Aboriginal language of Western Australia

The Yinggarda language (also written Yingkarta and Inggarda) is an Australian Aboriginal language. It is an endangered language, but efforts at language revival are being made.

==Name==
"Yinggarda" has been spelt in a number of ways, some linguists (including Dench) writing it as "Yingkarta".

== Classification ==
It is one of the Kartu languages of the Pama–Nyungan family. The Ethnologue equates Yinggarda with Pulinya but it is unclear what the basis is for this connection as Wilfrid Douglas, who recorded the name 'Pulinya,' described it as a name for the old Geraldton language.

== Geographic distribution ==

Yinggarda country is around Carnarvon, on the central western coast of Western Australia, and extends inland to near Gascoyne Junction and south to around the mouth of the Wooramel River.

==Dialects==
Maya (Maia), known only from 12 names of totem species identical to those in Yinggarda (e.g. yalipirri 'emu' and wura 'dog'), is reported to have been "like" Yinggarda and may have been a dialect.

== Language revival ==
A dictionary of Yinggarda by Peter K. Austin was published in 1992. A sketch grammar was written by Alan Dench in 1998, who worked with some of the last speakers and carried out his research mainly in the 1970s and 1980s. The Yamaji Language Centre, now the Irra Wangga Language Centre, has been continuing to work on the Yinggarda language since 1993.

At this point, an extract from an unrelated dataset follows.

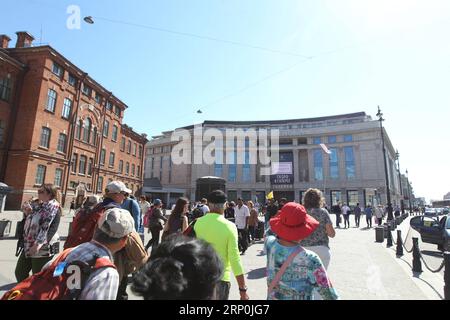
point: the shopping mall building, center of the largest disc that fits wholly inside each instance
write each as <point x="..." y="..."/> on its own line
<point x="352" y="172"/>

As of 2020, Yinggarda is one of 20 languages prioritised as part of the Priority Languages Support Project, being undertaken by First Languages Australia and funded by the Department of Communications and the Arts. The project aims to "identify and document critically-endangered languages — those languages for which little or no documentation exists, where no recordings have previously been made, but where there are living speakers".

==Phonology==
=== Consonants ===

|  | Labial | Alveolar | Retroflex | Dental | Palatal | Velar |
|---|---|---|---|---|---|---|
| Stop | p | t | ʈ | t̪ | ɟ | k |
| Nasal | m | n | ɳ | n̪ | ɲ | ŋ |
| Lateral |  | l | ɭ | l̪ | ʎ |  |
| Rhotic |  | ɾ~r | ɻ |  |  |  |
| Approximant | w |  |  |  | j |  |

- The alveolar rhotic is realized as a "very lax" tap /[ɾ]/ between vowels, often similar to an alveolar approximant /[ɹ]/ in quality. It also becomes a trill /[r]/ before consonants, and is often heard as a stop /[d]/.
- Stops /k, t̪, ʈ/ are heard as [ɣ, ð, ɽ] when in intervocalic position.

=== Vowels ===

|  | Front | Back |
|---|---|---|
| High | i iː | u uː |
| Low | a aː |  |

Long vowels occur "very infrequently" in Yinggarda.